I didn’t know that daphnes have a reputation for being difficult, hating to be disturbed and apt to die unexpectedly. Not knowing that they require a sheltered site in part shade with reliable moisture, I planted mine in full sun in dry, unimproved clay. I watered it faithfully the first year and then ignored it while it sat, not dying but not growing much either, surrounded by yarrow and coreopsis, daffodils and poppies.
After 10 years or so, it began to capture my attention, blooming regularly and heavily. It is now almost 4 feet across with quite limber, gracefully curving branches, laden with clusters of flowers. I just wish it were closer so I couldn’t go in or out of the house “without a rewarding glimpse … and a breath of fragrance too” as Helen VanPelt Wilson says about her door-yard garden in The New Preferred Perennials, published in 1945.
Last spring I planted two more young daphnes, another D. x burkwoodii “Carol Mackie” and one called “Lawrence Crocker,” which is described as a compact gem, only 12 inches wide and tall at maturity, with tiny, glossy, dark evergreen leaves and deep-pink flowers. This time I paid attention to both Wilson and the cultural instructions, planting them in partial shade close to the path I beat every day. They both survived the winter, which is a good sign.
Springing up around and through the recumbent branches of the daphne is the lightly fragrant snowdrop anemone, Anemone sylvestris, with a reputation as wild and rambunctious as the daphne’s is temperamental and fussy. But what a combination they make!
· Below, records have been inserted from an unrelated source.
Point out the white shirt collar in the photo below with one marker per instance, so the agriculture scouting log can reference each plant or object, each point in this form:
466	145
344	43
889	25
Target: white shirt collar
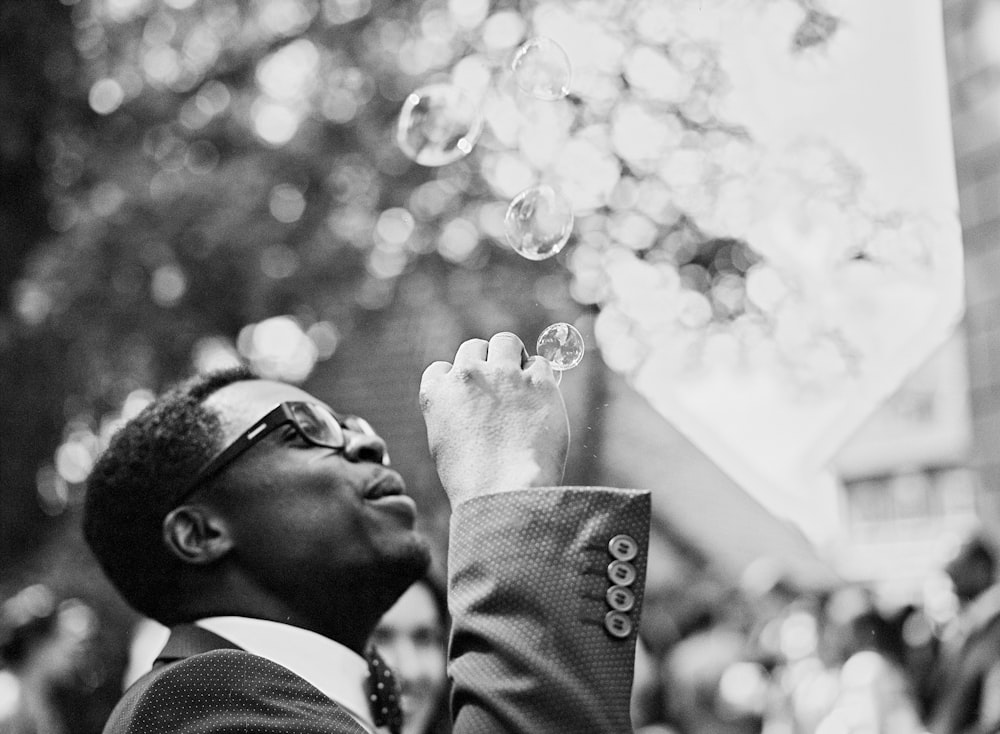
337	671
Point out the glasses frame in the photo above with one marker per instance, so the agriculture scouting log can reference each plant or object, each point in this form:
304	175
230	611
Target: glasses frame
282	414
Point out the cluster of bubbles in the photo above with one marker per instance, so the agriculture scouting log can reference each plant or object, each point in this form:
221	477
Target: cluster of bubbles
440	123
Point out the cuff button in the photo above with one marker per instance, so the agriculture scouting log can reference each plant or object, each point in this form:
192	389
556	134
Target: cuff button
623	548
618	625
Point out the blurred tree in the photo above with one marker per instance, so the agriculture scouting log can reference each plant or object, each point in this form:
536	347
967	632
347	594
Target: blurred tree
37	70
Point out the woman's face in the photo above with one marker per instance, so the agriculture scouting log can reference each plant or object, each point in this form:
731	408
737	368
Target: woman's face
411	638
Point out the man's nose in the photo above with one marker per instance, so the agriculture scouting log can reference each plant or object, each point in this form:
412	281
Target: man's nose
366	447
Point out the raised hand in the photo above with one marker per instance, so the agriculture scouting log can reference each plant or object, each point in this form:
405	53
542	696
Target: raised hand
495	419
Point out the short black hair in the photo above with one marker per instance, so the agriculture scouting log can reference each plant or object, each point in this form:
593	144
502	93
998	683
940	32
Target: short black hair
135	483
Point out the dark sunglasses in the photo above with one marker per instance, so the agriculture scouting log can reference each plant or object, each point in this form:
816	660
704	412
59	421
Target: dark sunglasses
315	423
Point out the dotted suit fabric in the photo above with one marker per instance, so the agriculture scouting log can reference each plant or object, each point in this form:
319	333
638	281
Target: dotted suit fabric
227	692
530	654
529	650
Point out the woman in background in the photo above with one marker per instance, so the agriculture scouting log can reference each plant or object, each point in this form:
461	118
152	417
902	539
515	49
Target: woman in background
412	638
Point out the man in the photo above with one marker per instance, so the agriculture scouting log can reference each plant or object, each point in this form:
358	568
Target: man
271	535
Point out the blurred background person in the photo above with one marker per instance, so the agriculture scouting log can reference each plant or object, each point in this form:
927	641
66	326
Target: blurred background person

Everything about the texture and habit of these two is contrasting: the daphne’s foliage is fine-textured, linear, and profuse-think kinnikinick or mountainlover ” while the anemone’s basal foliage is sparse, large, deeply incised, and segmented.
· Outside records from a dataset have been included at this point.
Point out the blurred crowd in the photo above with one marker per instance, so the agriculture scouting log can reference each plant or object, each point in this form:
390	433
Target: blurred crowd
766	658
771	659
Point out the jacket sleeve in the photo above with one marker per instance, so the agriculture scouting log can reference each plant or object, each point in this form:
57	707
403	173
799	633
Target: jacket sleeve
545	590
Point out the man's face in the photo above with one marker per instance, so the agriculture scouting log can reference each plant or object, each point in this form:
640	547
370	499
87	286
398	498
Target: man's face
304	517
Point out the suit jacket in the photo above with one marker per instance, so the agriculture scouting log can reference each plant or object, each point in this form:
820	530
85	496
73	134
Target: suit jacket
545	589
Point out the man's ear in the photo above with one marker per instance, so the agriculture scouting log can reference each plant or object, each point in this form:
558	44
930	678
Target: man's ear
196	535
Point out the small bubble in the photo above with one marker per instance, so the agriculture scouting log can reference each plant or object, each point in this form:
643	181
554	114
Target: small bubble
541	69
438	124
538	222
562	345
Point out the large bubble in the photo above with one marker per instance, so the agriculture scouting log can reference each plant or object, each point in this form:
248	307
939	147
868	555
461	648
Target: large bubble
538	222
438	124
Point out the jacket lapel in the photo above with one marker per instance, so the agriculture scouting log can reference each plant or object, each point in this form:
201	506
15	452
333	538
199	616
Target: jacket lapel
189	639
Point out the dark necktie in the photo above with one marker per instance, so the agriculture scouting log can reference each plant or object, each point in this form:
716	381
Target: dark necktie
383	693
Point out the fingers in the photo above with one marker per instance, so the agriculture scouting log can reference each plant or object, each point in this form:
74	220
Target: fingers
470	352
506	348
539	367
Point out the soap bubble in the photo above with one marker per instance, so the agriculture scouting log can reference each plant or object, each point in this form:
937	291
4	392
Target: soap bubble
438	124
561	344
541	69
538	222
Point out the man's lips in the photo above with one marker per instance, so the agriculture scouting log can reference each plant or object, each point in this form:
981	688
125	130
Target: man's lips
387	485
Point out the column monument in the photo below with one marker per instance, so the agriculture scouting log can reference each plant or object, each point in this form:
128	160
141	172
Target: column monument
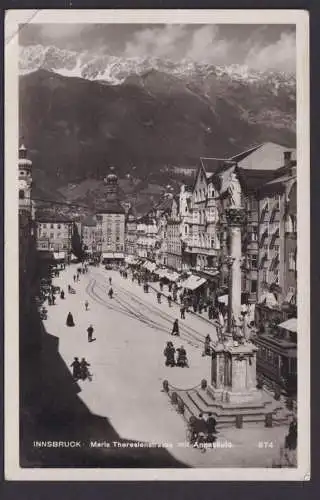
233	374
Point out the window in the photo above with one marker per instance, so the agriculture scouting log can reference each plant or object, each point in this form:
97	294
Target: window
254	234
292	261
253	259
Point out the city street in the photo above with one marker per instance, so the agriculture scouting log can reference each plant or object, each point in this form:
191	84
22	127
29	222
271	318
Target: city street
127	364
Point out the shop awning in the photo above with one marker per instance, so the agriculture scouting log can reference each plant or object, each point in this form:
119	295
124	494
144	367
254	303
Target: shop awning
59	255
172	276
223	299
290	295
150	266
274	262
160	272
290	325
107	255
118	255
193	282
112	255
269	299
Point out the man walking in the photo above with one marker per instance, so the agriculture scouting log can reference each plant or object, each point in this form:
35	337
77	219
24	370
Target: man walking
90	333
182	312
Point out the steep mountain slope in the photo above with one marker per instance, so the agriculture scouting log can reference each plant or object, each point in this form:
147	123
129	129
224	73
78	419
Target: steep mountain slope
81	113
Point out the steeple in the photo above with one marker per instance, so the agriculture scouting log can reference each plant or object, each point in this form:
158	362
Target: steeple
112	204
25	179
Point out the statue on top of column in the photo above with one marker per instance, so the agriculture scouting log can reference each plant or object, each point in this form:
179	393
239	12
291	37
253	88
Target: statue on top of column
234	191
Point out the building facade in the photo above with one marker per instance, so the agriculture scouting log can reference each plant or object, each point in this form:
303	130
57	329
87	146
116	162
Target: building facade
147	237
111	223
173	237
201	245
54	234
89	236
131	234
277	273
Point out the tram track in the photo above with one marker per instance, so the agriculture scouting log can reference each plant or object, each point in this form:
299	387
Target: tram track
124	301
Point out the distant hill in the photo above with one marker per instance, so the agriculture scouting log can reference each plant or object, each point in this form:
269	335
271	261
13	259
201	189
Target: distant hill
150	120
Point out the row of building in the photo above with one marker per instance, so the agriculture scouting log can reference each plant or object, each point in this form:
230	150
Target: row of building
188	232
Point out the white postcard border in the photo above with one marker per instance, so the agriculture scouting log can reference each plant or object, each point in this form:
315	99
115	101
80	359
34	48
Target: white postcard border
11	348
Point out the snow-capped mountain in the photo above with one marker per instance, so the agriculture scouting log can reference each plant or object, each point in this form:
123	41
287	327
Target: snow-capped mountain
80	112
115	70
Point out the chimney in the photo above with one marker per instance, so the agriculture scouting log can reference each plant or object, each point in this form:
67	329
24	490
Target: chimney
287	157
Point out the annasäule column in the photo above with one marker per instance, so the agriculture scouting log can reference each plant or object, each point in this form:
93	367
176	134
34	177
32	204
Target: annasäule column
235	217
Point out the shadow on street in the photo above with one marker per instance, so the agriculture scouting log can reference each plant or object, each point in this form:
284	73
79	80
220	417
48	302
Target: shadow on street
51	410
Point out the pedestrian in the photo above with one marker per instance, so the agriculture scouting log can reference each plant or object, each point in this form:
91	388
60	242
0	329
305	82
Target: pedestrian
175	328
169	352
182	312
207	346
75	365
70	321
182	360
90	333
84	371
211	427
The flowers of the daphne are narrowly tubular, opening into four slightly recurved, pointed lobes, maybe half an inch long and wide with minute yellow specks indicating recessed stamens. The clusters of white to pale-pink tubes spring directly from the twigs among the leaves. The anemone on the other hand has pure-white, 2-inch-wide single flowers composed of five broad sepals, on the end of a long straight stem, often a foot or more tall, with maybe one whorl of three leaflets half way up the stem.
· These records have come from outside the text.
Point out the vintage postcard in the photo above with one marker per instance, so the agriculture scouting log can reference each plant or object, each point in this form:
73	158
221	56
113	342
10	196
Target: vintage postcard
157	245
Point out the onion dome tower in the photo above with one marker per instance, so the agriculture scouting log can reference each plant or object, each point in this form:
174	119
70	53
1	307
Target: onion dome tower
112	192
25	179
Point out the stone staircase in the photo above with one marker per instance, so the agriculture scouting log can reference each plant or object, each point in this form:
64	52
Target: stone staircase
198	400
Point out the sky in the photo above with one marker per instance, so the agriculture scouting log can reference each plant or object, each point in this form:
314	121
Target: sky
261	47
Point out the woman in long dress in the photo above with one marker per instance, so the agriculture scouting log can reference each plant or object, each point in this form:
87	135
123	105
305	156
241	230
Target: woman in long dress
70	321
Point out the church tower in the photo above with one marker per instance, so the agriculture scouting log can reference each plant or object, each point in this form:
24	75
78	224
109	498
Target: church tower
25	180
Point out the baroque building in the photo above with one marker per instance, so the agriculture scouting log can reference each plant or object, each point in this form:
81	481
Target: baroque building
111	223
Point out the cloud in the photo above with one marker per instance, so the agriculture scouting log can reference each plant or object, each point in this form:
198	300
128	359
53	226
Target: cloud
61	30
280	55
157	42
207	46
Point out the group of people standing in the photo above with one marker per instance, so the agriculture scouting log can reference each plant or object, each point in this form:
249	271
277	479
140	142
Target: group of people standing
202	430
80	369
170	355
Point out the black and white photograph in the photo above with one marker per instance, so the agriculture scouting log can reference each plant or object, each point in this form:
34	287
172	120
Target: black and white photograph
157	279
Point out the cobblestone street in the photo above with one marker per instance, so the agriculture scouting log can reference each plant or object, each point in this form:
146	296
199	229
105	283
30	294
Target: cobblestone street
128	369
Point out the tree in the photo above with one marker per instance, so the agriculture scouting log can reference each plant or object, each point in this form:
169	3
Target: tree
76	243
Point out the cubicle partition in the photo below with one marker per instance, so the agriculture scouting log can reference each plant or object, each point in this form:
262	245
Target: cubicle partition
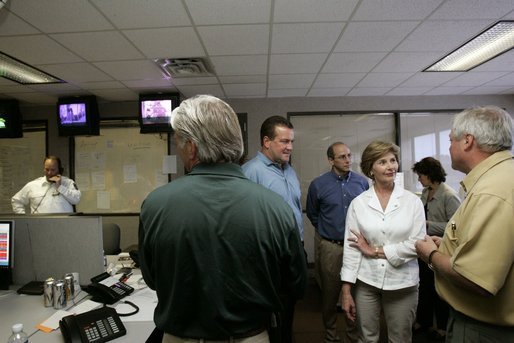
55	245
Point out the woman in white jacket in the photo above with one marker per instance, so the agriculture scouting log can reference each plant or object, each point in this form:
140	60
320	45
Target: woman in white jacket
380	268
The central boss is prominent and surrounded by bright yellow frizz of stamens. After the petals fall, the ovaries swell into cottony seedheads that stay interesting for ages. When the weather cools in fall, I sometimes get a few repeat blooms and coming upon their pristine simplicity among the blowsy tawniness of fall is a joy akin to spotting the first crocus in spring.
Interestingly, the other place the snowdrop anemone also has sowed itself is a patch of dark purple iris. Well, you all know what an iris looks like, so you can imagine how it contrasts with the anemone, although in a completely different direction than with the daphne. If the anemone sowed itself about with the abandon with which it is usually credited, then it would be sprinkled throughout the border and the effect might be visually cluttered instead of charming. In a well-irrigated, hyper-fertilized border in Aspen, I can see that it might become an invasive spreader, but not a chance in my drier, less fertile garden. Anyway, one gardener’s hooligans are another’s indispensable easy-care plants.